Logical reasoning and analysis

DROP

F1 Score F1-measure represents itself harmonic average between accuracy and providing metric, which effectively ability model results (accuracy) and results (). How harmonic average, F1-measure on values from its When various models with accuracy, model with more F1 will have more high and will cases. This makes F1-especially in scenarios, where results have high for example, in tasks or F1-measure is calculated by : F1 = 2 × (accuracy × ) / (accuracy + ) where accuracy and how: Accuracy = / (+ ) = / (+ ) • Self-reported

79.7%

GPQA

Accuracy AI • Self-reported

40.2%

Multimodal

Working with images and visual data

MathVista

Accuracy AI: provides correct and exact answer : - : answer fully matches task - : All necessary steps ; answer fully Match: Answer matches query • Self-reported

56.7%

MMMU

Accuracy AI: 1 Human: 0 We we measure accuracy answers model on questions from tests level by mathematics, and including by programming, such how International Mathematics Olympiad (IMO), International Physics Olympiad (IPhO), American Invitational Mathematics Examination (AIME), USA Physics Olympiad (USAPhO), USA Programming Olympiad (USACO), and FrontierMath. For creation these tests we we use questions from competitions. We also we measure accuracy in AI, such how Massive Multitask Language Understanding (MMLU), GPS, and GPQA. MMLU measures knowledge by on level including and other. GPS MMLU by means of complex tasks by solving problems. GPQA represents itself test on knowledge in and using questions and answers, experts domain field, usually requiring reasoning and understanding We also we measure accuracy in additional benchmarks for coding, including HumanEval, MBPP, and DS-1000. HumanEval includes 164 tasks code in mainly for and level programming. MBPP offers set from 974 basic tasks by programming.

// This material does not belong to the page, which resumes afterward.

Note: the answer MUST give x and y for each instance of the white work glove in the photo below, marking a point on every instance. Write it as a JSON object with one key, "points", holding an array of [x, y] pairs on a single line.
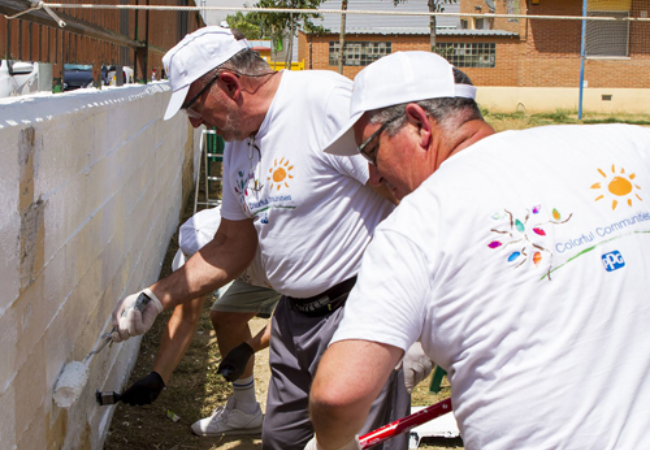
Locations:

DS-1000 use for science about data on Python, such how Pandas, NumPy, SciPy, TensorFlow, PyTorch and other • Self-reported

59.4%

License & Metadata

License

proprietary

Announcement Date

July 18, 2024

Last Updated

July 19, 2025

Similar Models

All Models

o4-mini

OpenAI

Best score:0.8 (GPQA)

Released:Apr 2025

Price:$1.10/1M tokens

GPT-4o

OpenAI

Best score:0.9 (MMLU)

Released:Aug 2024

Price:$2.50/1M tokens

GPT-4.1

OpenAI

Best score:0.9 (MMLU)

Released:Apr 2025

Price:$2.00/1M tokens

o3

OpenAI

Best score:0.8 (GPQA)

Released:Apr 2025

Price:$2.00/1M tokens

GPT-4.5

OpenAI

Best score:0.9 (MMLU)

Released:Feb 2025

Price:$75.00/1M tokens

GPT-5 nano

OpenAI

Best score:0.7 (GPQA)

Released:Aug 2025

Price:$0.05/1M tokens

GPT-4

OpenAI

Best score:1.0 (ARC)

Released:Jun 2023

Price:$30.00/1M tokens

GPT-4o

OpenAI

Best score:0.9 (HumanEval)

Released:May 2024

Price:$2.50/1M tokens

Recommendations are based on similarity of characteristics: developer organization, multimodality, parameter size, and benchmark performance. Choose a model to compare or go to the full catalog to browse all available AI models.